To the best of our knowledge, this is the first study that investigates different body muscles and types of EMG activity for best discriminating RBD from non-RBD individuals. We chose this approach because isolated use of the mentalis muscle is prone to breathing and snoring artifacts, it shows low correlation with most behaviors that patients with RBD display during REM sleep,¹⁶ and the differentiation into phasic and tonic EMG activity can be challenging. Previous studies by our group aiming to develop a suitable EMG montage for RBD detection demonstrated that a combination of the mentalis, the FDS, and the EDB muscles (SINBAR EMG montage) showed the highest rates of phasic EMG activity in RBD.¹⁵ In a consecutive video-PSG study, this montage was found to be useful for capturing more than 94% of the RBD-related motor and vocal behaviors.¹⁶ The aim of the current study was to investigate different types of EMG activity (tonic, phasic, “any”) in the SINBAR EMG montage and other muscles in patients with RBD to calculate normative values for the routine diagnosis of RBD in sleep centers.

Evaluation of the Mentalis Muscle for RBD Detection

Our data demonstrated that the mentalis muscle is useful to discriminate patients with RBD from controls. When choosing a specificity of 100%, the cutoff for RBD diagnosis was 16.3% for phasic EMG activity (AUC 0.981) and 9.6% for tonic EMG activity (AUC 0.936). Good discriminative power of the mentalis muscle was also demonstrated in a recent study.²² In that study, 2-sec miniepochs were used for evaluating phasic EMG activity and 20-sec epochs for evaluating tonic EMG activity, instead of 3-sec miniepochs and 30-sec epochs, as we used. In addition, definition of phasic EMG activity was selected differently with an amplitude of 4 times the background EMG activity lasting between 0.1 and 10 sec. A total correct classification of 84% for phasic EMG activity of at least 15% was found. Interestingly, although criteria for phasic EMG activity were different and 2-sec miniepochs were applied, this cutoff is very similar to that obtained in our study. In contrast, the EMG cutoff for tonic activity was much higher at 30% (correct classification rate 82%). Whether this discrepancy may be explained by the total epoch duration (20 vs. 30 sec) remains speculative.
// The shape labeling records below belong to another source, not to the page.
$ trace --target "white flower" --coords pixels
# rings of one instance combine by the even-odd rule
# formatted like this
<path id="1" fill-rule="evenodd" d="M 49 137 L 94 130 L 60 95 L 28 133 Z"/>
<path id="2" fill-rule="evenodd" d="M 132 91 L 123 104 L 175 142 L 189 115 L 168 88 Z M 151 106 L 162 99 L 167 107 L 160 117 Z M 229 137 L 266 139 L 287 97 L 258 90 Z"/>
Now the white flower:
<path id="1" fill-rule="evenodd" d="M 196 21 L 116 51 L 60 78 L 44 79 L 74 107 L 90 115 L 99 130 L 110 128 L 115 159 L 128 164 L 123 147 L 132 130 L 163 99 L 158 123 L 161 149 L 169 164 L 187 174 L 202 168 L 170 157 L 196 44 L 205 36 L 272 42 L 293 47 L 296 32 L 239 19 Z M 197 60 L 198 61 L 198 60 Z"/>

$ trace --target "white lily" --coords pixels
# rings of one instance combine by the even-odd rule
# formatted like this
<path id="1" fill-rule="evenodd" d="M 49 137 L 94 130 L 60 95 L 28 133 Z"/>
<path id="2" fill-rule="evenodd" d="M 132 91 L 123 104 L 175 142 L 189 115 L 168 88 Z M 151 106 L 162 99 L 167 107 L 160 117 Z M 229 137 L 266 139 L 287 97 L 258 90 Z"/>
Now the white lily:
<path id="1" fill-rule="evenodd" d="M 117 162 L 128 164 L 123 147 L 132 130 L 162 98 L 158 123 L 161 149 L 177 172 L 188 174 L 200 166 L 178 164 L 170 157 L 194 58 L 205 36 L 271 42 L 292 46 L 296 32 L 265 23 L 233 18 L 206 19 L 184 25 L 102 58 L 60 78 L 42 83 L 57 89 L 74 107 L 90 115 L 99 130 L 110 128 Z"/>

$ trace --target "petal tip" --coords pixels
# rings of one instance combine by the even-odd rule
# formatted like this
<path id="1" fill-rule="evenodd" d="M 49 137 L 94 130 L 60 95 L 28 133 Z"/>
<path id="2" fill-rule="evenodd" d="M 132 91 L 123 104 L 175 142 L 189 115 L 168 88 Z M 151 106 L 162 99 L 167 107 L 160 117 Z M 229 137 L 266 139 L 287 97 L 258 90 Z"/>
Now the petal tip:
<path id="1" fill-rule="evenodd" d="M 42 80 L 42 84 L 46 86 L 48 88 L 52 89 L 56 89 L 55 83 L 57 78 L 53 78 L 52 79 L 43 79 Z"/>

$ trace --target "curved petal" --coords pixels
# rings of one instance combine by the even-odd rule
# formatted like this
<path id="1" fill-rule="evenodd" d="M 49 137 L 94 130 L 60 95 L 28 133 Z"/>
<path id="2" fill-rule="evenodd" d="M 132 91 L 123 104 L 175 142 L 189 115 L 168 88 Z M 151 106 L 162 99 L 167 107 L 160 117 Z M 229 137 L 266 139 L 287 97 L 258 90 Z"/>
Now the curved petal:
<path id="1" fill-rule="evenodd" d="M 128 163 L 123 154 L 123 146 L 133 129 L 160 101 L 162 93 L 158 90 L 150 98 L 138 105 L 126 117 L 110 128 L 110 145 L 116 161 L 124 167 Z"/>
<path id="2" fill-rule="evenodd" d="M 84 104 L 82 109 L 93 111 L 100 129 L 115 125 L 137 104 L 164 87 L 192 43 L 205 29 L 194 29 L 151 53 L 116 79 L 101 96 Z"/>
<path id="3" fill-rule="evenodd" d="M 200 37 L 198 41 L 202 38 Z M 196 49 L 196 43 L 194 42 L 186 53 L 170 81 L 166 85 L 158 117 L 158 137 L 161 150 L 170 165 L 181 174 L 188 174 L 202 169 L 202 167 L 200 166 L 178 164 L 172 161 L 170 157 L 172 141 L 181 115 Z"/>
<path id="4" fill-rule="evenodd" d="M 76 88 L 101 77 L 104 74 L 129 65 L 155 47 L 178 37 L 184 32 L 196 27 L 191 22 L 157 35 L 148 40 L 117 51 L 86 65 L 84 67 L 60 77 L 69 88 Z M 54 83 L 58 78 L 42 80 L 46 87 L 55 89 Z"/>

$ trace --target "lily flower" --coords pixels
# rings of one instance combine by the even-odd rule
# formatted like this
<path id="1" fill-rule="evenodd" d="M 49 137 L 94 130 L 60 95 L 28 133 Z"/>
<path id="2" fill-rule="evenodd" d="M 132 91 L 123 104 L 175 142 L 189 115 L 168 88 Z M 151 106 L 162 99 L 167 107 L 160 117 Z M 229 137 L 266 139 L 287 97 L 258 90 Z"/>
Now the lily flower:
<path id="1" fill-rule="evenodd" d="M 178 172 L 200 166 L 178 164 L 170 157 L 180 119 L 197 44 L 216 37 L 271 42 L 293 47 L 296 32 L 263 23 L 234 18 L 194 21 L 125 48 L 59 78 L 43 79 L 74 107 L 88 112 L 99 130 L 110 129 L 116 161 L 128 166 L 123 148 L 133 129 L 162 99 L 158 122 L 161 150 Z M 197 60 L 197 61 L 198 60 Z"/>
In addition to traditional evaluation of phasic and tonic EMG activity, we also evaluated the measure “any” (either phasic or tonic) EMG activity. This evaluation was performed only in the mentalis muscle because it is the only muscle with considerable tonic EMG activity in RBD when compared with the limb muscles. Another study²³ combined tonic and phasic EMG measurements to generate a “PSG RBD score”, which was a post hoc average of the RBD measure for the “proportion of epochs containing elevated muscle tone” and of the RBD measure for the “proportion of miniepochs containing burst activity”. Our approach was different. “Any” EMG activity was defined to include any muscle activity exceeding 0.1 sec with an amplitude of more than twice the background EMG activity. We found that this simplified approach resulted in excellent discriminative power to distinguish patients with RBD from controls. When choosing a specificity of 100%, the EMG cutoff for RBD diagnosis was 18.2 % for “any” mentalis muscle EMG activity. Its AUC of 0.990 is similar to that resulting from differentation into phasic and tonic EMG activity. Based on our data, it might be assumed that for clinical routine the “any” EMG measure in the mentalis muscle is sufficient for RBD diagnosis because it greatly decreases the complexity of the scoring process and saves time to score EMG activity. In addition, phasic and tonic EMG activity is sometimes difficult to distinguish. Of note, both the mentalis and the sternocleidomastoid, which are both cranial nerve innervated muscles, had much lower rates of phasic than of “any” EMG activity, whereas the limb muscles had similar rates of phasic and “any” EMG activities. The explanation for this difference is most probably due to the high rates of tonic EMG activity in both the mentalis and sternocleidomastoid muscles, which is not present in the evaluated limb muscles.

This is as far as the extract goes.